Who Not How isn’t a book about traditional management, but I’m applying its lessons to that aspect of my career.
It’s about finding the right who to get the job done. In fact, the author isn’t the originator of the idea. He’s writing on-behalf of Dr. Ben Hardy.
Who Not How is Dr. Hardy’s idea, but he wasn’t the right person to write the book about it. Dan Sullivan is Dr. Hardy’s who.
The book teaches you why finding whos can help you achieve your goals in a better, faster, and more accountable way than doing it yourself.
It’s helped transform my approach to management and doing all the things I want to do.
Even if you’re not a lone-wolf like me it’s still a valuable way to reframe your approach to getting stuff done.
For-Fun Books
I don’t read business books for fun. I read them to learn how to be a better writer, marketer, and manager. I read them to help grow my skills so I can grow my career.
I can’t read business books all the time. Often I’m reading a business book at the same time as I’m reading something for fun.
Not literally at the same exact time, but during the same time period.
Fiction books are my pallet cleanser between heavy business books.
These are two of my favorite fiction books of the year.
Anxious People by Fredrik Backman
I don’t often read straight fiction. My preference is usually towards fantasy or science-fiction.
This time I purposely sought a regular fiction book. No dragons or space travel here.
Anxious People is a story about a group of strangers that get trapped in an open-house showing by a bank robber. The house overlooks a bridge, and as the story unfolds we learn about each of the characters, their histories and anxieties, and how they have more in common than they thought.
And we also learn why the bridge is important.

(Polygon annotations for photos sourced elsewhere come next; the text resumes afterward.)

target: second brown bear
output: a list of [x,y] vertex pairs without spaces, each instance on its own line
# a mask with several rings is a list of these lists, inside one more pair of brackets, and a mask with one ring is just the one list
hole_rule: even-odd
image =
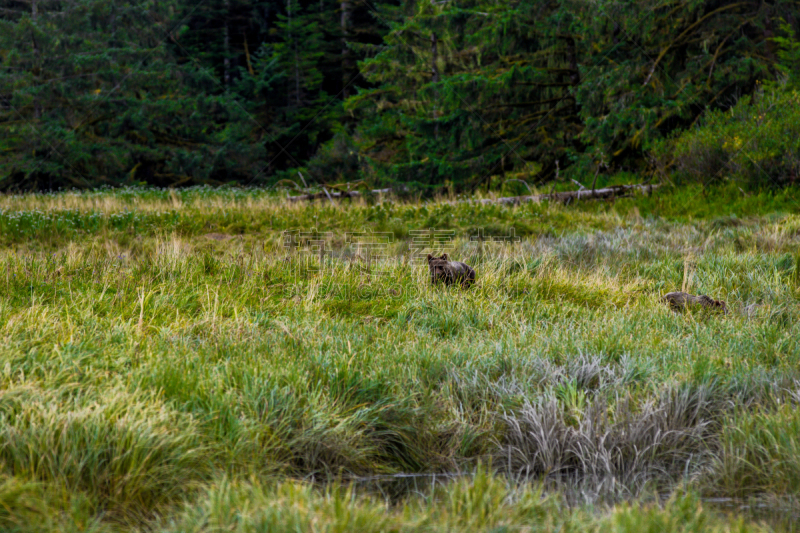
[[475,271],[466,263],[450,261],[447,254],[435,257],[428,254],[428,270],[431,273],[431,283],[443,282],[445,285],[459,283],[463,289],[475,283]]

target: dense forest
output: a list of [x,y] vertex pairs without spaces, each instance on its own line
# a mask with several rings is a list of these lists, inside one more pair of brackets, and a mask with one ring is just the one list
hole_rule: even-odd
[[784,185],[798,6],[1,0],[0,189]]

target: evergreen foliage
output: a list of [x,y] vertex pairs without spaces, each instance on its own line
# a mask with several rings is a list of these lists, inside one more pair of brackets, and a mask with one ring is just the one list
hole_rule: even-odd
[[654,147],[709,111],[759,82],[796,86],[796,12],[791,0],[2,0],[0,188],[300,172],[474,190],[651,171]]

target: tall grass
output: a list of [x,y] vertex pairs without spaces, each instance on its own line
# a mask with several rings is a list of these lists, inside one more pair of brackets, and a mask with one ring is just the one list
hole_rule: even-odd
[[[800,222],[786,197],[709,217],[665,195],[2,198],[0,526],[750,528],[656,496],[796,493]],[[311,228],[321,264],[284,245]],[[365,228],[392,233],[382,257]],[[432,286],[418,229],[452,231],[476,285]],[[682,288],[731,313],[659,302]],[[465,477],[391,508],[358,489],[434,473]]]

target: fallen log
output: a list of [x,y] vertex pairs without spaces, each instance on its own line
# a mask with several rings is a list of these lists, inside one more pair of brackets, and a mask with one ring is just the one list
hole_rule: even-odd
[[[463,203],[476,203],[476,204],[505,204],[505,205],[519,205],[526,202],[541,202],[542,200],[556,200],[562,203],[570,203],[573,200],[598,200],[604,198],[621,198],[627,196],[633,191],[647,191],[657,189],[658,185],[615,185],[613,187],[605,187],[603,189],[581,189],[579,191],[565,191],[553,192],[544,194],[528,194],[524,196],[506,196],[503,198],[481,198],[476,200],[453,200],[449,203],[463,204]],[[333,201],[334,198],[358,198],[364,194],[387,194],[392,192],[392,188],[388,189],[373,189],[361,193],[358,191],[342,191],[342,192],[318,192],[311,194],[300,194],[298,196],[289,196],[286,198],[290,202],[314,201],[328,198]]]
[[627,196],[633,191],[647,191],[657,189],[658,185],[615,185],[603,189],[581,189],[579,191],[553,192],[544,194],[528,194],[524,196],[507,196],[504,198],[482,198],[479,200],[458,200],[455,203],[477,204],[511,204],[519,205],[526,202],[541,202],[542,200],[556,200],[569,203],[573,200],[598,200],[603,198],[619,198]]
[[[367,191],[364,194],[386,194],[392,192],[392,188],[388,189],[373,189],[371,191]],[[321,200],[323,198],[328,198],[329,200],[333,201],[334,198],[358,198],[362,196],[362,193],[358,191],[343,191],[343,192],[317,192],[311,194],[300,194],[298,196],[289,196],[286,195],[286,199],[290,202],[302,202],[302,201],[314,201],[314,200]]]

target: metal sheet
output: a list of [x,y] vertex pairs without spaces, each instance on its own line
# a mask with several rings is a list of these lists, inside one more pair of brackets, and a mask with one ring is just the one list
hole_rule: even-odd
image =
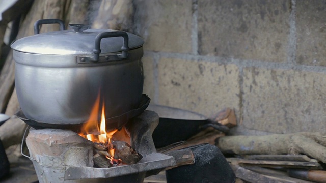
[[176,165],[174,157],[158,152],[144,155],[137,164],[107,168],[70,167],[65,172],[65,180],[106,178],[164,168]]

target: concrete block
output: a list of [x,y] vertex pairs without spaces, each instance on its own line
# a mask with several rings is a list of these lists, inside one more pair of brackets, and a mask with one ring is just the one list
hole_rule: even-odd
[[296,2],[296,62],[326,66],[326,1]]
[[144,68],[144,89],[143,93],[146,94],[151,99],[154,100],[155,88],[154,83],[154,63],[153,58],[150,56],[143,57]]
[[324,132],[325,77],[293,70],[244,69],[243,125],[277,133]]
[[[158,1],[146,36],[145,50],[190,53],[192,50],[192,1]],[[147,20],[147,21],[150,21]]]
[[239,114],[239,69],[233,64],[162,58],[158,64],[159,104],[209,117],[225,107]]
[[284,62],[290,1],[199,1],[202,55]]

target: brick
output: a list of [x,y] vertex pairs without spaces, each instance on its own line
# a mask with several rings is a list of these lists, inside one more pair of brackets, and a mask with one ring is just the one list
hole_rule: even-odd
[[154,66],[153,58],[150,56],[143,57],[144,68],[144,89],[143,93],[147,94],[152,100],[154,96]]
[[208,117],[229,107],[239,110],[239,70],[235,65],[162,58],[158,64],[159,103]]
[[296,2],[296,62],[326,66],[326,1]]
[[249,68],[243,75],[245,127],[277,133],[325,131],[325,74]]
[[149,13],[152,21],[146,39],[146,50],[189,53],[192,50],[192,1],[159,0]]
[[93,167],[93,142],[70,130],[31,130],[26,143],[31,156],[41,165]]
[[200,55],[284,62],[290,1],[199,1]]

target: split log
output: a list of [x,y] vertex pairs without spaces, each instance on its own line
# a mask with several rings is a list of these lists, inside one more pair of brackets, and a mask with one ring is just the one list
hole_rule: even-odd
[[216,145],[224,153],[304,154],[326,163],[326,136],[320,133],[225,136],[218,139]]
[[183,142],[183,143],[177,143],[176,145],[171,144],[167,147],[157,149],[157,151],[165,153],[165,152],[177,150],[204,143],[209,143],[215,145],[215,140],[224,135],[224,133],[221,133],[219,131],[214,130],[212,128],[209,127],[191,137],[186,141]]
[[213,118],[214,121],[229,128],[237,125],[234,110],[228,107],[219,111]]

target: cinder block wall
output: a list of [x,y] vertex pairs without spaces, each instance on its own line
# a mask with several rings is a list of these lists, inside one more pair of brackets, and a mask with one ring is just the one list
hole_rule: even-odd
[[237,134],[325,131],[326,1],[157,2],[143,59],[152,103],[233,108]]

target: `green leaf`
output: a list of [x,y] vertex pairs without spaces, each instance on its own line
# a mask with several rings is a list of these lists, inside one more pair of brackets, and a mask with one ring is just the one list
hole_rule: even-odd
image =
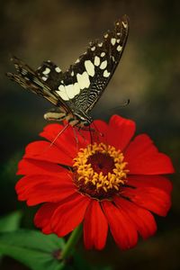
[[40,231],[19,230],[0,233],[0,252],[33,270],[60,270],[65,265],[57,256],[64,248],[63,238]]
[[20,226],[22,212],[12,212],[0,219],[0,232],[15,230]]

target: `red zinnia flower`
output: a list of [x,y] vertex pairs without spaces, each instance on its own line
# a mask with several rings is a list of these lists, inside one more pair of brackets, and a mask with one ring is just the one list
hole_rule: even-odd
[[[16,184],[20,201],[43,203],[34,219],[45,234],[64,237],[84,222],[86,248],[102,249],[108,228],[117,245],[136,245],[138,233],[147,238],[157,230],[151,213],[166,216],[172,184],[170,158],[141,134],[130,141],[135,123],[114,115],[109,124],[94,121],[104,134],[91,144],[90,134],[76,134],[59,124],[48,125],[40,140],[28,145],[19,163]],[[82,134],[83,133],[83,134]],[[63,166],[61,166],[63,165]]]

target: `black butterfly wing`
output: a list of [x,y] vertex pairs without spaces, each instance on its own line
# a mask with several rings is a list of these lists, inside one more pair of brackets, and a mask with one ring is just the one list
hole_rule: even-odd
[[51,61],[43,62],[37,71],[32,69],[16,57],[11,58],[17,74],[7,73],[7,76],[21,85],[23,88],[49,100],[56,106],[61,106],[66,112],[70,109],[64,100],[56,93],[56,87],[60,84],[61,70]]
[[128,32],[129,19],[124,15],[102,41],[91,42],[86,51],[63,73],[58,94],[66,93],[66,103],[72,111],[88,113],[99,100],[121,59]]

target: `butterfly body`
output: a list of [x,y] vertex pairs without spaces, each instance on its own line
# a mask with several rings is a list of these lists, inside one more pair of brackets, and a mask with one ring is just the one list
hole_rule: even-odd
[[32,69],[14,57],[17,74],[7,73],[23,88],[43,96],[56,108],[45,113],[47,120],[64,121],[70,125],[88,126],[89,112],[101,97],[122,57],[128,37],[129,20],[123,16],[103,40],[91,42],[86,51],[66,71],[48,60]]

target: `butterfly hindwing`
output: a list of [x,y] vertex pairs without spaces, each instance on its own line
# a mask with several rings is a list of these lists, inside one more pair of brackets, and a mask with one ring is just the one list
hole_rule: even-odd
[[42,76],[40,76],[40,70],[39,72],[34,71],[16,57],[12,57],[11,60],[17,71],[17,74],[10,72],[6,74],[11,80],[17,82],[23,88],[44,97],[54,105],[62,106],[66,112],[70,112],[70,109],[66,105],[64,101],[54,91],[55,88],[52,88],[50,84],[47,84],[43,80]]
[[[14,57],[12,61],[17,74],[7,73],[7,76],[23,88],[43,96],[57,106],[58,110],[53,112],[56,117],[48,114],[47,119],[70,117],[81,126],[88,125],[91,122],[88,113],[118,66],[128,32],[129,20],[125,15],[115,22],[113,30],[107,32],[102,40],[90,42],[86,51],[64,73],[50,60],[44,61],[34,71]],[[59,116],[59,112],[63,115]]]

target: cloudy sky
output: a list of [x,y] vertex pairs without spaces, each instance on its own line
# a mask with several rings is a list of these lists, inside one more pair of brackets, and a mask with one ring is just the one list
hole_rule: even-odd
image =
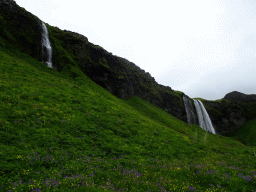
[[15,0],[191,98],[256,94],[254,0]]

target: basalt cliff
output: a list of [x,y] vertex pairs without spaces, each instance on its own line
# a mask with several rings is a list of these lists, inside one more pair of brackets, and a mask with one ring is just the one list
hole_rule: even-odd
[[[14,0],[0,0],[0,47],[11,48],[42,61],[40,23],[39,18]],[[46,26],[53,50],[53,70],[77,81],[81,74],[86,74],[121,99],[140,97],[187,123],[183,92],[158,84],[136,64],[94,45],[81,34],[60,30],[47,23]],[[220,135],[227,135],[256,118],[255,95],[232,92],[220,100],[200,100]]]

It’s fantastic. It has enough twists and turns to stay interesting without becoming a confusing and complicated British spy novel. The characters are deeply written and the dialogue is legit funny.
A Deadly Education (Scholomance #1) by Naomi Novik
This blurb from Amazon says it best:
…the story of an unwilling dark sorceress who is destined to rewrite the rules of magic.
A darker, female-centric, Harry Potter-esque novel full of magic and mystery, based in a school. Except the students are trapped, and monsters roam the halls.
Instead of the usual celebratory graduation with speeches and thrown hats, seniors have to fight for their lives as they escape. Monsters gather in the graduation hall all year, and students spend all their time learning and practicing magic in order to survive.
I won’t say anything else to avoid spoilers, but I really enjoyed this one. The second one comes out this June.